One week after experiencing their largest increase in three-and-a-half years, mortgage rates moved even higher, and surpassed 4 percent for the first time in more than a year, according to Freddie Mac’s Primary Mortgage Market Survey (PMMS) for the week ending November 23, 2016.
The average 30-year FRM climbed by 39 basis points for the week ending November 16, the largest weekly increase since June 2013 (the spike was dubbed the “Trump Tantrum” by some in the industry, a play on the “Taper Tantrum” from 2013). The increase of 9 basis points this week pushed the average 30-year FRM up to 4.03 percent—8 basis points higher than the same week a year ago, according to Freddie Mac. The average 15-year FRM climbed by 11 basis points up to 3.25 percent, an increase of 7 basis points from the same week last year.

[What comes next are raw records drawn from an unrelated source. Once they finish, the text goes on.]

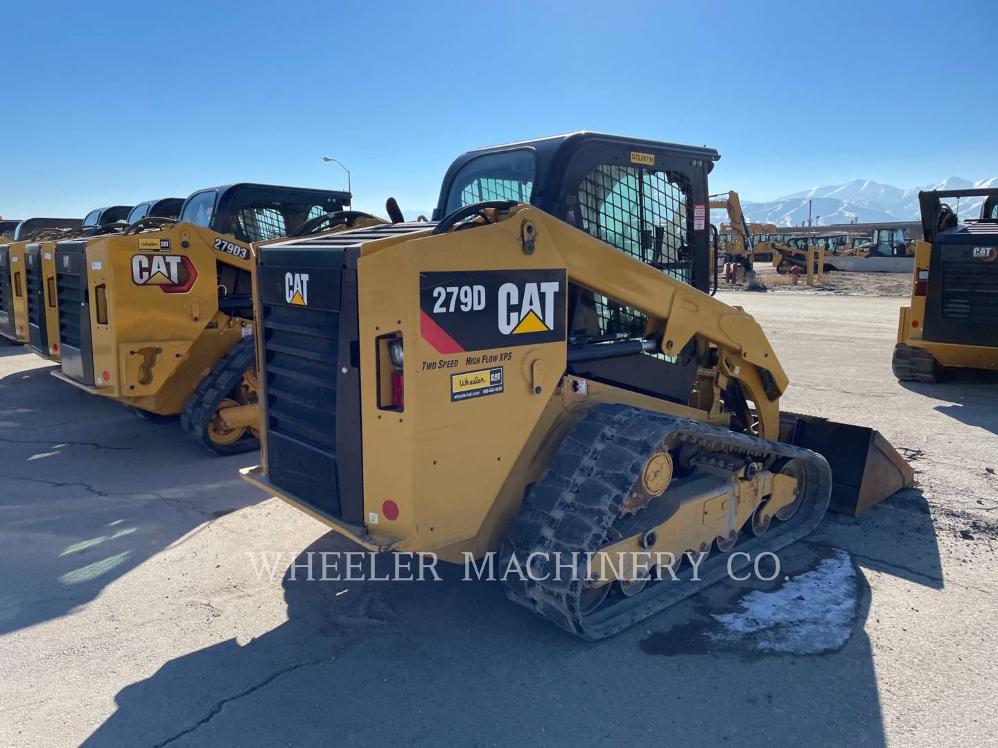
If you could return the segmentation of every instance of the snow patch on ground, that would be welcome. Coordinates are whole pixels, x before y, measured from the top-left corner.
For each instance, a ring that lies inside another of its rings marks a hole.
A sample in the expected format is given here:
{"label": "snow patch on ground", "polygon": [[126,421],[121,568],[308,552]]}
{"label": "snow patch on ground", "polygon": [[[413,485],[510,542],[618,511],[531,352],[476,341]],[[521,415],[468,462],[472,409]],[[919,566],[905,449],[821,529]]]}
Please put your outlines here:
{"label": "snow patch on ground", "polygon": [[836,650],[852,632],[855,575],[849,555],[835,549],[831,558],[779,589],[745,595],[739,603],[744,611],[714,614],[722,630],[708,635],[716,642],[741,642],[767,653]]}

"In a short week leading up to the Thanksgiving holiday, the 10-year Treasury yield rose 8 basis points,” Freddie Mac Chief Economist Sean Becketti said. “The 30-year mortgage rate followed suit, rising 9 basis points to 4.03 percent. This increase marks the first week since 2015 that mortgage rates have risen above 4 percent.”

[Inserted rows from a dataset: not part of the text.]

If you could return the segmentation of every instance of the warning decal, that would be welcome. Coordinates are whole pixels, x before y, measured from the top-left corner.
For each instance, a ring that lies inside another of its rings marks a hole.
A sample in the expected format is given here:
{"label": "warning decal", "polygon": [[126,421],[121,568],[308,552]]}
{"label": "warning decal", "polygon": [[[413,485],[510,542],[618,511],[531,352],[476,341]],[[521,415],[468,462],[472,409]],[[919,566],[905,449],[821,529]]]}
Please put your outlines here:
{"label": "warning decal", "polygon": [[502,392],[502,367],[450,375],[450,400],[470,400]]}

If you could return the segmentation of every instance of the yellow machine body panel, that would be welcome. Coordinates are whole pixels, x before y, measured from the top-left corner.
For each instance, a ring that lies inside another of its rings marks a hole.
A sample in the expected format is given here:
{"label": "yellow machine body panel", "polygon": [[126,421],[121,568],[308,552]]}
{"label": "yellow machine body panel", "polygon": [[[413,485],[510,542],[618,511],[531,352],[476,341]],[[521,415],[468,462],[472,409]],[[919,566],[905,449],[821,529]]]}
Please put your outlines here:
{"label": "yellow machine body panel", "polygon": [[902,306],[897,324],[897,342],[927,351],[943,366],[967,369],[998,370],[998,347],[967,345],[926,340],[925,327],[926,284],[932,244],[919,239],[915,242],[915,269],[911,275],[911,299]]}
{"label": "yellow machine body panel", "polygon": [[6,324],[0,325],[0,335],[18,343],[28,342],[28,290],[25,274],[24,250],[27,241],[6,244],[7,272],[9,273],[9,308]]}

While some are speculating that President-elect Donald Trump will not have a direct effect on the mortgage industry once he takes office in January, his election seems to already be affecting mortgage rates.
“The recent rise in mortgage rates is largely attributed to Wall Street optimism regarding Trump's proposals for increased infrastructure spending and tax cuts,” Redfin Chief Economist Nela Richardson said. “In short, Wall Street is now anticipating higher economic growth and inflation in 2017.”

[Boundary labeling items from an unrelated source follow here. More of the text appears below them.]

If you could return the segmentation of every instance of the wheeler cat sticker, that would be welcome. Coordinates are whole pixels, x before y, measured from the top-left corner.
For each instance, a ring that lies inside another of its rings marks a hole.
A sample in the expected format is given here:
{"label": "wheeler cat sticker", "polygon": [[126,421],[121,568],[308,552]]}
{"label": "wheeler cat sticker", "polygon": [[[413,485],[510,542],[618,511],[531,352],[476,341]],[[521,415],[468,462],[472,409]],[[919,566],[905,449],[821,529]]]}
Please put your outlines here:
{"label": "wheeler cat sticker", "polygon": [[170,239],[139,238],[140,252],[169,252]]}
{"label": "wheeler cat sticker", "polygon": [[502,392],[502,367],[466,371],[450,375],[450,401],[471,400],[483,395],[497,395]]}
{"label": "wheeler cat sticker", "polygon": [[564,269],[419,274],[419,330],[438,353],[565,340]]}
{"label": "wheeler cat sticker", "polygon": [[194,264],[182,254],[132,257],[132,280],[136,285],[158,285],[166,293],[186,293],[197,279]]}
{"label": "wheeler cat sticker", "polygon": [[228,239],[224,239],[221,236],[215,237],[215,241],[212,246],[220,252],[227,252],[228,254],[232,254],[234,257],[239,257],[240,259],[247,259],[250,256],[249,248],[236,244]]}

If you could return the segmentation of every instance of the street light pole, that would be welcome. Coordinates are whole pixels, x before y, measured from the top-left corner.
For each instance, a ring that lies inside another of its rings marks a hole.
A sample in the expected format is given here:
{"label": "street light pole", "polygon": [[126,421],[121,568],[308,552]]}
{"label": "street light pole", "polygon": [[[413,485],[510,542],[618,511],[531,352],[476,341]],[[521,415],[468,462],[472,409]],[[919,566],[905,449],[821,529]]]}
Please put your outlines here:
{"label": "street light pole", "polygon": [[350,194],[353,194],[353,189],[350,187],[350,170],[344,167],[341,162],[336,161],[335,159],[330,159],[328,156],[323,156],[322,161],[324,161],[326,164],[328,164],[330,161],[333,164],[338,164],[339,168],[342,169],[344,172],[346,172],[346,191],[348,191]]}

The increase in mortgage rates above the 4 percent level apparently did not keep the homebuyers away—the MBA reported an increase of 5.5 percent in purchase application volume this week after reporting a decline of 9 percent last week—the week that rates spiked by 39 basis points. It was the largest weekly decline for mortgage applications in three years. This week, the higher mortgage rates did not discourage homebuyers.
“We expect rates will be higher in 2017 than the rock bottom rates of 2016,” Richardson said. “However, we don't expect that the rise in rates will be high enough to significantly affect consumers’ plans to buy or sell. There are a host of reasons why a family chooses to purchase a home. Rates are just one of them. In that sense, it's the economic basics of everyday life—job relocation, family changes, lifestyle preferences, desire for more highly ranked schools and shorter commutes—that continue to be the key drivers of a family's decision to buy or sell, regardless of who resides in the White House.”